In my generation, the more qualified you are, the more you work. I can see [my husband’s] cousins, his cousin has an amazing position; I mean, they don’t need any money, and the woman is traveling, killing herself at work and the mother is saying, ‘calm down,’ you know? ‘You have everything!’ and she is ‘No way!’ She is not going to quit for a second. It’s a way of thinking that is very upper class in Paris. She has nannies. And her mother was like, ‘Couldn’t you slow down a little?’ and she was, ‘No no no. I have my career!’ It’s very French … We don’t understand mothers in the playground during the week. So this was a complete new discovery to me in the US. All the mothers in the playground, in their shoes in the sand! [I would say] ‘You’re a lawyer? But wow, you’re in the sand, here and … ’ [and she would reply] ‘Yeah I know, I’ll just go back to work when I need to.’

She continued, telling us about a French friend, a mother of four with a degree from a highly prestigious university, who had an international career in business. Upon returning to France, this woman decided to go into teaching rather than continue her business career, but she was criticized for this by another French woman, who remarked, “Why is this woman doing that? Someone from [X] University should give her diploma back!” Danielle noted that this other woman was essentially saying that their mutual friend had wasted another woman’s career by quitting her prestigious position.Footnote22

Certainly Amelie, a 36-year-old with a master’s degree and a profession in the video game industry, would agree with the notion that work was essential. She told us that her motivations to work were for financial stability, sociability, and stimulation. She also wanted to make sure that she would always be independent. She quit her first IT job because the only other working mother there was working until midnight every day, and she did not want to follow suit once her own baby was born.
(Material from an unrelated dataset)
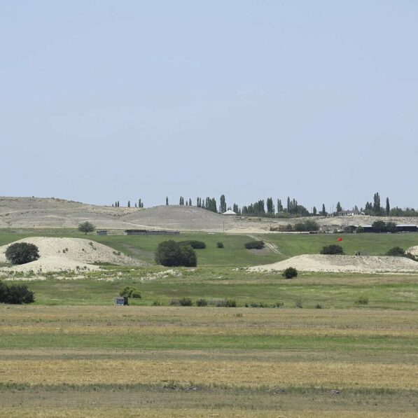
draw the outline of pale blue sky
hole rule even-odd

Hence, she was out of work for some months after her baby’s birth, and this made her very anxious. Her husband told her, “Don’t worry, I have some money, we can afford it, take your time [to find a new job].” But she was not comfortable with that. This is reminiscent of Carrie Lane’s finding that American women who became unemployed felt subjectively worse than the men in her study, because they did not want to be perceived as leaning on a man as women have long done in the past. They felt that somehow, they had failed at being an independent woman (Lane, Citation2011, p. 124).

Some of our male respondents also commented on the benefits of having a working wife. Tacopango, age 40, was married and had three children. His parents had migrated from Algeria, but he was born in Paris. He told us that his wife, also from a similar background, had the better job as a journalist working in media because she had gotten tertiary education. Furthermore, his wife’s job, he remarked, was something that she had wanted to do since her childhood, “with conviction.” While his job as a limousine service driver was more flexible, hers utilized her talents and afforded the family financial stability. Their children were being looked after by a relative, too, so they were not at all worried about the quality of care they were receiving.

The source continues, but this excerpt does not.